Dusevic continued, inter alia;"....from the standpoint of 2005, that scenario seems overwhelming. Some might say it's unrealistic, a straight-line projection that ignores the risk of unforeseeable events or friction in the relationship. How easy is it, after all, to predict the behavior of an authoritarian regime that leads 1.3 billion people? But for governments and the forward scouts of free enterprise, such future-gazing is vital. To a medium-sized country like Australia, China's economic and political rise seems irresistible. The two countries have been been growing closer for some three decades, since Australia gave diplomatic recognition to the communist People's Republic in 1972. China's growth and reform have continued with barely a blip since 1978. But trade and the movement of people go back a lot further, as Fu Ying, China's Ambassador to Australia, notes-( n.b. -in 2005)- "The history, habits and nature of our peoples have laid the foundations for the extension of relations," she says. "We are able to understand each other."

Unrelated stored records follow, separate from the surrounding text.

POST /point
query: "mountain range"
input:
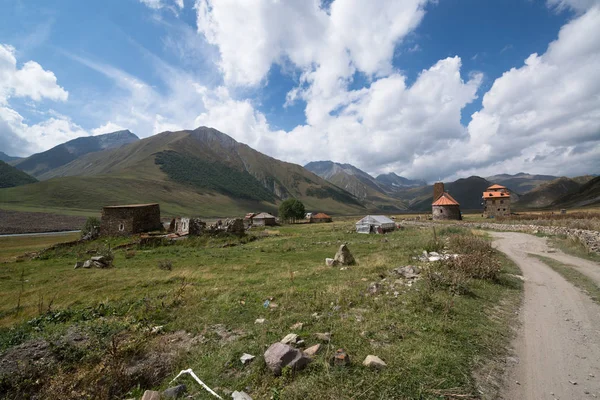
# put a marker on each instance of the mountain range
(207, 173)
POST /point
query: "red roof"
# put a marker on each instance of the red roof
(321, 216)
(496, 186)
(495, 195)
(445, 200)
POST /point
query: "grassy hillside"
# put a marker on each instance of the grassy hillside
(11, 177)
(546, 194)
(587, 195)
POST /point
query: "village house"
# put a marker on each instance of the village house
(320, 217)
(496, 201)
(375, 224)
(444, 206)
(264, 219)
(130, 219)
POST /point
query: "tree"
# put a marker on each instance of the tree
(291, 210)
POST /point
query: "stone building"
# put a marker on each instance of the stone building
(130, 219)
(444, 206)
(320, 217)
(496, 202)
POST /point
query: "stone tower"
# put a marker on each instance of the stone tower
(438, 190)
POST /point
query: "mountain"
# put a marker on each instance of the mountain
(6, 158)
(42, 164)
(588, 194)
(201, 172)
(357, 182)
(548, 193)
(392, 182)
(521, 182)
(467, 192)
(11, 177)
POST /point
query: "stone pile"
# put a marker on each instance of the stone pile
(95, 262)
(590, 239)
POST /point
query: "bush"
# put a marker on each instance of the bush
(91, 228)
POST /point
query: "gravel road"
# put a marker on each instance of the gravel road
(558, 343)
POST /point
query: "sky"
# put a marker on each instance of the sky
(434, 89)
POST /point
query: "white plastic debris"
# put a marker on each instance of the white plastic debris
(193, 375)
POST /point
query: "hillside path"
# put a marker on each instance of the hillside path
(558, 341)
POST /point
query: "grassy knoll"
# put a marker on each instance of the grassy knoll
(432, 335)
(13, 246)
(571, 274)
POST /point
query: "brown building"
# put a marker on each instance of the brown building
(496, 202)
(320, 217)
(264, 219)
(130, 219)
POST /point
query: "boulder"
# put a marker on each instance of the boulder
(174, 392)
(340, 358)
(240, 396)
(374, 362)
(343, 256)
(151, 395)
(312, 350)
(247, 358)
(289, 339)
(279, 356)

…………".In the 1840s, thousands of Chinese indentured laborers and free settlers were drawn to a thriving British colony which was to become Australia. Today, 430,000 people, including merchant bankers, students, artists, gamblers and tourists, move between Australia and China each year. If Hong Kong is included, the figure almost doubles. China's rise is easing Australia's isolation, putting it close to one of the hubs of the world economy. But it is also taking a toll….."

If Australia, a prosperous, modern industrialized nation-state of something over 20 million people is to become a subserviant, even if politically independant, client of China, equivalent to today's Hong Kong, what will be PNG's fate in the next two to three decades?What plans does PNG's leadership have for this aspect of the nation's future? Have they any plan at all?